Tuesday, May 22, 2012

My Favorite New Cookbooks: Make The Bread, Buy the Butter & The Homemade Pantry

I've been on a kick lately. A cookbook buying jag if you will. You see, cookbooks have a season just like baseball or basketball, or tomatoes. New cookbooks make their grand entrance in the spring and in the fall (to get a jump on that holiday wish lists). And this spring has been a doozy.

It seems that now, making your own stuff is very, very important in the cookbook world. I'm not talking about dinners or sandwiches or fondue, but making the basics. Bread, mayonnaise, cheese, Pop Tarts. Huh. Making your own Pop Tarts? Absolutely, I'm in.

Thanks to my spiffy Amazon Prime membership, a quick click and a day or two later, snappy new books, right on my doorstep (so worth the $75 annual fee, for real).

Up first, The Homemade Pantry, by Alana Chernila.
(Don't bother clicking to look inside, because I lifted the pic from Amazon. Kthanks.)

Author of the popular blog Eating From the Ground Up, this is Chernila's first book. I never read her blog, or had even heard of it prior to my purchase (sorry!), but I'm a reader now. I love her writing style, which seems so natural and honest and not nearly as earth-mothery as I had anticipated from a churn your own butter-type of book.

She makes her own "car treats", granola bars, Pop Tarts (toaster pastries) and does it easily, but not effortlessly, which I appreciate. I read the darn thing cover to cover at a softball tournament and have set about to cooking from the book. which I never actually seem to do.

Make the Bread, Buy the Butter, by Jennifer Reese, a blogger at Tipsy Baker was recommended to me by one of the students in a recent knife skills class. He recommended, I bought the book the next day, 'cause that's how I roll.

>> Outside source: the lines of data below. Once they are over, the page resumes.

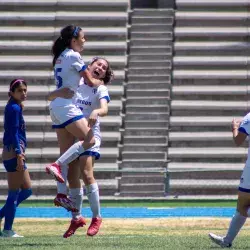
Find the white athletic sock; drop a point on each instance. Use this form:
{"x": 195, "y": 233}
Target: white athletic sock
{"x": 236, "y": 224}
{"x": 71, "y": 154}
{"x": 92, "y": 192}
{"x": 76, "y": 195}
{"x": 62, "y": 187}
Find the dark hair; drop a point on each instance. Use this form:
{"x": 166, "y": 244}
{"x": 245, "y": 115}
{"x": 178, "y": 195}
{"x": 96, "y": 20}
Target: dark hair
{"x": 63, "y": 41}
{"x": 14, "y": 84}
{"x": 109, "y": 72}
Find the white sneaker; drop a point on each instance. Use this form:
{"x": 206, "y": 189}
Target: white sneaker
{"x": 219, "y": 240}
{"x": 10, "y": 234}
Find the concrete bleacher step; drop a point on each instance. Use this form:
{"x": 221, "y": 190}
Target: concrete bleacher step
{"x": 204, "y": 62}
{"x": 146, "y": 116}
{"x": 143, "y": 147}
{"x": 148, "y": 93}
{"x": 43, "y": 187}
{"x": 225, "y": 48}
{"x": 153, "y": 12}
{"x": 146, "y": 123}
{"x": 38, "y": 139}
{"x": 201, "y": 123}
{"x": 49, "y": 154}
{"x": 44, "y": 77}
{"x": 152, "y": 19}
{"x": 148, "y": 27}
{"x": 93, "y": 33}
{"x": 147, "y": 85}
{"x": 62, "y": 18}
{"x": 198, "y": 107}
{"x": 130, "y": 187}
{"x": 203, "y": 187}
{"x": 211, "y": 18}
{"x": 198, "y": 139}
{"x": 149, "y": 108}
{"x": 143, "y": 163}
{"x": 153, "y": 34}
{"x": 43, "y": 122}
{"x": 190, "y": 92}
{"x": 211, "y": 154}
{"x": 218, "y": 33}
{"x": 42, "y": 92}
{"x": 45, "y": 5}
{"x": 143, "y": 155}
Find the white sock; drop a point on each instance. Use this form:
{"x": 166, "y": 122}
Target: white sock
{"x": 92, "y": 192}
{"x": 76, "y": 195}
{"x": 62, "y": 187}
{"x": 236, "y": 224}
{"x": 71, "y": 154}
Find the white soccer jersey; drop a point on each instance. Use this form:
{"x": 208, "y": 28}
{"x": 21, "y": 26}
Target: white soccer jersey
{"x": 67, "y": 68}
{"x": 88, "y": 98}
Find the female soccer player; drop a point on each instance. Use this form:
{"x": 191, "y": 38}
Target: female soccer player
{"x": 94, "y": 103}
{"x": 240, "y": 131}
{"x": 14, "y": 145}
{"x": 67, "y": 118}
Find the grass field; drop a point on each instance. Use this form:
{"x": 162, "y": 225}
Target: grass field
{"x": 128, "y": 234}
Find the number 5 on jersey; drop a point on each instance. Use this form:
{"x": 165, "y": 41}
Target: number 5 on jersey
{"x": 58, "y": 77}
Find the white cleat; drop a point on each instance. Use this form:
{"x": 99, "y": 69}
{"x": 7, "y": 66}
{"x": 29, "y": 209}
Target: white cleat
{"x": 219, "y": 240}
{"x": 10, "y": 234}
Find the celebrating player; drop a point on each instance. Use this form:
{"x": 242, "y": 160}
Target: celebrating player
{"x": 94, "y": 103}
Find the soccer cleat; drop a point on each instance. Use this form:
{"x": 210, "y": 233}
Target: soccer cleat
{"x": 10, "y": 234}
{"x": 62, "y": 200}
{"x": 94, "y": 226}
{"x": 219, "y": 240}
{"x": 55, "y": 170}
{"x": 74, "y": 225}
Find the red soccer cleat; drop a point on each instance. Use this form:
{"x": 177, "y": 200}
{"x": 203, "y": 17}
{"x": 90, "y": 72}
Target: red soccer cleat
{"x": 74, "y": 225}
{"x": 55, "y": 170}
{"x": 62, "y": 200}
{"x": 94, "y": 226}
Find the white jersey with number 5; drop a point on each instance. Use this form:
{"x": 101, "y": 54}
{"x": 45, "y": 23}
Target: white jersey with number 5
{"x": 88, "y": 98}
{"x": 67, "y": 68}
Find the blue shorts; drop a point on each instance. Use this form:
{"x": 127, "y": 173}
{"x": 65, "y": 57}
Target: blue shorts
{"x": 10, "y": 165}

The idea here is that Ms. Reese will let you know what you can be making in the kitchen (salsa, eggs Benedict, beef jerky, yogurt and so, so many other things), what is simply too much trouble (baguettes, corn dogs, burritos, etc.), and the level of hassle you can expect with each dish.

More than the recipes, I love the lengthy headnotes above the recipes and the longer back stories included as well. Her writing style, well, it's lovely, and something I really appreciate. I'm quickly becoming a regular reader here as well. Though recipes are a dime a dozen these days, good writing that really reaches you is something less available, but present in both of these wonderful books.

So go to Amazon, go to the library, and don't feel guilty when you decide that curing your own meats is too much effort for you. It's important that you cook what you like and what makes you feel comfortable. Personally, I rather buy a beautiful charcuterie plate than cure the meats and make the Camembert myself, so no guilt with these lovely books -- just possibilities.